Duck hunting can be humbling experience

Saturday, October 29, 2016

Real duck hunters are a special breed. They sit for hours in cold weather conditions waiting for a chance to have a flock of ducks sail into their spread of decoys.

At first light on a crisp November morning, you are knee-deep in leaf-strewn water, snuggling up one arm comfortably to the trunk of an old oak tree where you chose to make a makeshift blind.

You scan that early morning skyline of grey through the mist of vapors as you breathe. You are holding a shotgun in one hand and an old duck call in the other. The wood of both has the smooth finish that comes from countless hours of handling.

Neither the gun or handler would appear valuable to the casual onlooker, but value is a subjective thing, and to you they are beyond all calculation of worth. You know, objectively, these two tools aren't much if your measure is dollars and cents. Pawn shops are full of guns like the one you are holding. As for the duck call, there are six more in your shell box that sound as good as this one.

The old gun has been with you a long time, pre-dating the steel shot rigs that have in the past decades re-defined the perfect duck gun. That old pump has been with you on countless hunts; everything from rail to quail. Even Donald Trump couldn't afford to buy it.

As for the duck call, it was one you have carried since your high school days. It's a scarred, battered old thing, but it's a genuine antique mallard call, handmade back in the 50's by Tom Walker from a block of wood ---- and it isn't for sale either.

Legal shooting time has been approaching with the speed of stampeding snails. The sound of nearby gunfire brings you back to reality as you glance at your watch, which tells you that those shots were being pushed a little. There is still a few minutes to wait. Those last minutes masquerade as hours, but finally it is time.

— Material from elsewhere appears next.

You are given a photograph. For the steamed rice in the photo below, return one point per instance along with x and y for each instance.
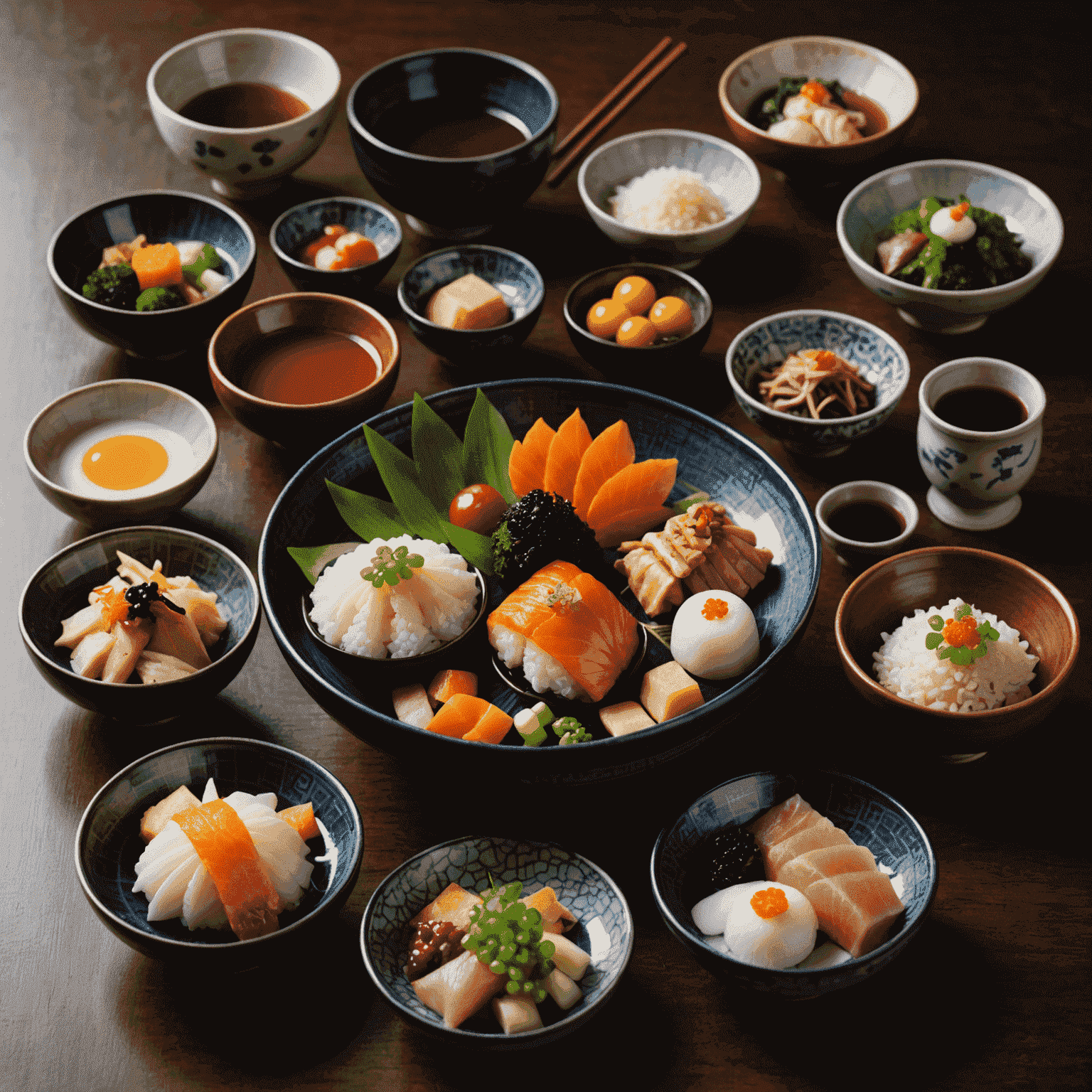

The morning's first flight of workable mallards cross the now pink sky 150 yards east, intermittently visible through the trees. They are low-looking and your hail call turns them around. They beeline for your position, but at 75 yards, a barrage of gunfire from another group of hunters a quarter-mile away south flares them.

The same thing pretty much happens with the second flock of ducks, but the third groups breaks the magic 30-yard circle. You and your partner each take a green head.

It is a humbling thing to hold a freshly-slain duck in your hand. As you hold this one, you notice how the water beads on his feathers. You take a few seconds out of your hunt to think about where he has come from and what he has gone through on his way here.

If you're truly a duck hunter (as opposed to a killer of ducks) you feel a little sadness at this point. Nothing overwhelming, it just won't make you curse and tear your hair or throw your gun down and quit duck hunting.

You will just feel a twinge of regret, that's all. There can be no such thing as catch-and-release duck hunting. Like a trout or big bass, a wild duck is too valuable a creature to take just one time, but that's the way we have to do it. At this point you are grateful.

All of this, especially the last part is why you are a duck hunter.

Once having experienced the thrill of calling a passing flock of mallards into range, as the ducks look over the blind and decoys, you may be forever hooked.

The 2016 waterfowl season is forecast to be a good one, weather permitting. With a liberal duck season, hunters should find good duck and goose hunting sometime during that period. For several seasons earlier this decade, both the hunters and waterfowl declined, but now the birds have staged a comeback, and so have the number of hunters

The duck season gets started in the North Zone on Oct. 29 and runs through Dec. 27, followed by the Middle Zone on Nov. 5 through Jan. 3, with the South Zone starting on Nov. 24 and running through Jan. 22.

Water conditions play a big part in waterfowl hunting. Many places may be low, and so the big impoundments like Truman, Table Rock and Stockton may be better this season than usual.

For waterfowl hunting information, check out the Waterfowl Hunting Digest 2017-18, available where ever permits are purchased.